Agrarwende muss das Anliegen der Bayerischen Staatsregierung werden

Foto: Ulle Dopheide
Foto: Ulle Dopheide

Mit einer Demonstration vor der Staatskanzlei in München haben sich heute, am 1. Juli 2020 und damit zum Beginn der Übernahme der EU-Ratspräsidentschaft mehrere bayerische Bauern-, Umwelt- und Tierschutzverbände an Ministerpräsident Markus Söder gewandt und eine Kehrtwende in der EU-Agrarpolitik gefordert. Dr.
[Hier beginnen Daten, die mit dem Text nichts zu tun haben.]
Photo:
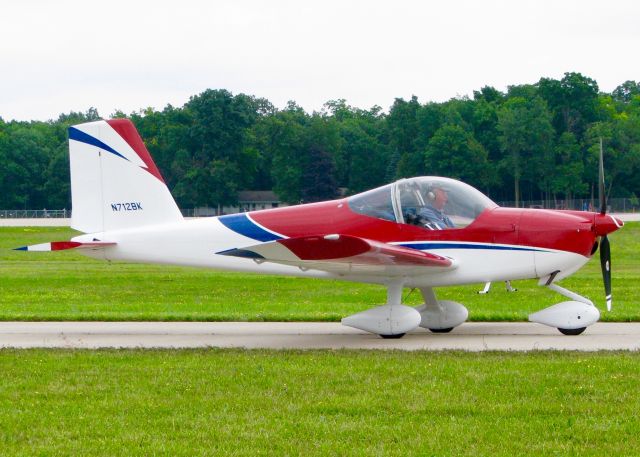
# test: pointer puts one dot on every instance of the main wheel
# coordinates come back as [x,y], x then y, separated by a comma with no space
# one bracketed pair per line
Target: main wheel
[572,331]
[441,330]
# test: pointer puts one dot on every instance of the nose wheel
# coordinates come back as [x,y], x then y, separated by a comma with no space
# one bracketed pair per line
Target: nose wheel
[572,331]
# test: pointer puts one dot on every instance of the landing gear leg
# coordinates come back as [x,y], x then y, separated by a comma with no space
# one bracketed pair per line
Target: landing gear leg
[440,316]
[392,320]
[569,317]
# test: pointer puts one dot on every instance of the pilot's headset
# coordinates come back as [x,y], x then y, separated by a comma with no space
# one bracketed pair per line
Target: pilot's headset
[431,192]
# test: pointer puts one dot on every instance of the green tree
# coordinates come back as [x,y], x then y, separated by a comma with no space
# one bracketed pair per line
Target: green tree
[455,153]
[526,134]
[318,177]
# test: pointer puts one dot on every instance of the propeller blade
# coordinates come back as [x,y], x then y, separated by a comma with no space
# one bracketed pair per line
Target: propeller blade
[601,188]
[605,263]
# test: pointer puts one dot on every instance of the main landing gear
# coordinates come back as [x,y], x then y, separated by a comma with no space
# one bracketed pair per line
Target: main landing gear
[569,317]
[394,319]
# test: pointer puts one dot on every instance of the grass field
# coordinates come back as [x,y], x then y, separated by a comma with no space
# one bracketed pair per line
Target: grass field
[232,402]
[66,285]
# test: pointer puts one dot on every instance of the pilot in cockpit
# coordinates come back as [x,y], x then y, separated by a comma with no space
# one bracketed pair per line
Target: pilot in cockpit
[429,213]
[433,213]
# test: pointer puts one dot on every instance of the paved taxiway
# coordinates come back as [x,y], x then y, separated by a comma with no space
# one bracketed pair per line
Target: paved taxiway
[472,336]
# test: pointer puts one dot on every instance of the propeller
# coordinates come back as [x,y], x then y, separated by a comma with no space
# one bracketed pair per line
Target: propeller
[605,248]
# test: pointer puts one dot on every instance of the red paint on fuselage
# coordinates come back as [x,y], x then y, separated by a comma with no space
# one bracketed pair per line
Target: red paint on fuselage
[546,229]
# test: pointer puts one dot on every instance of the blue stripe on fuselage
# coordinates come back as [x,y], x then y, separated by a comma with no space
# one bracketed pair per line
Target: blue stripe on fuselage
[430,246]
[240,223]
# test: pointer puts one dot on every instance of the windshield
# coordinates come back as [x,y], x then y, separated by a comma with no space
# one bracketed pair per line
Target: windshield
[440,203]
[433,203]
[374,203]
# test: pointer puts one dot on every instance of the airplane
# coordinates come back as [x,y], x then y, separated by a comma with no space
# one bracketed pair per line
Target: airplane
[422,232]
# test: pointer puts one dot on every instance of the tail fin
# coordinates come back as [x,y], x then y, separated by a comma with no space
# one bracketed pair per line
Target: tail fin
[114,182]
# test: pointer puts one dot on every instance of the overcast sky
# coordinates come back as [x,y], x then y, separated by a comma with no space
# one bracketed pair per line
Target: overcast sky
[68,55]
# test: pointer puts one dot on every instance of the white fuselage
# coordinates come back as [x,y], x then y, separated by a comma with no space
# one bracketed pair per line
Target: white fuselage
[196,243]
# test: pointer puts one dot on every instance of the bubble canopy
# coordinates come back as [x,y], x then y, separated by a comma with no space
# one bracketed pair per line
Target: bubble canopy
[431,202]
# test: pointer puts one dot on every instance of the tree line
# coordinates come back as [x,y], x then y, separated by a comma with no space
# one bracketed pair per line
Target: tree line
[533,142]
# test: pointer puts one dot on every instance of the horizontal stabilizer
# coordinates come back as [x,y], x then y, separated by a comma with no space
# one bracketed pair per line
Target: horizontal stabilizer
[64,245]
[343,253]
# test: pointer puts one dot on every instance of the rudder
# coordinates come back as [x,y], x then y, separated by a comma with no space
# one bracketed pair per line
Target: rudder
[114,182]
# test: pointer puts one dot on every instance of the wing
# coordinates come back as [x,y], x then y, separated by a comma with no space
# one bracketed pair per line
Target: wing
[343,254]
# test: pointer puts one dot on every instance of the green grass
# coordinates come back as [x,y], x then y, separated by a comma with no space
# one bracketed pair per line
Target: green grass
[66,285]
[234,402]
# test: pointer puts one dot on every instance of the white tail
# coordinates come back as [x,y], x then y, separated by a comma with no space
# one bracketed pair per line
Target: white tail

Norbert Schäffer hat als 1. Vorsitzender des LBV klare Wort gefunden, die deutlich machen, dass das Volksbegehren Artenvielfalt in der zukünftigen Agrarpolitik ihren Eingang finden muss. Die Zukunft der EU-Agrarpolitik dürfe nicht länger hauptsächlich von den agrarindustriell ausgerichteten Verbänden und Konzernen bestimmt werden, sondern müsse aufgrund ihrer Bedeutung für Umwelt, Klima und Arbeitsplatzsicherung im ländlichen Raum gesamtgesellschaftliche Anliegen wesentlich stärker als bisher berücksichtigen.  Öffentliche Steuergelder für gesamtgesellschaftliche Leistungen, so der Tenor.

 

 

Die anwesenden Verbände überreichten ihr Forderungspapier an den Vertreter der Staatskanzlei, Ludwig Wanner. Eine Delegation der demonstrierenden Verbände wurde kurzfristig zu einem Gespräch in die Staatskanzlei eingeladen.

Der Green Deal hat aufgezeigt, wie wichtig die Verbindung von Umwelt-, Agrarpolitik und Ernährungsstil ist.

Landwirtinnen und Landwirte müssen laut den teilnehmenden Verbänden dabei unterstützt werden, umweltfreundlich und klimaschonend wirtschaften zu können und tiergerechte Haltungssysteme aufbauen zu können. Anstatt Agrarrohstoffe und Lebensmittel für den Weltmarkt zu produzieren, muss die regionale Erzeugung und Vermarktung im Land Bayern im Vordergrund stehen. Bauern brauchen eine faire Entlohnung für ihre Produkte. Von der Gesellschaft gewollte Leistungen für Umwelt und Tierschutz müssen angemessen honoriert werden.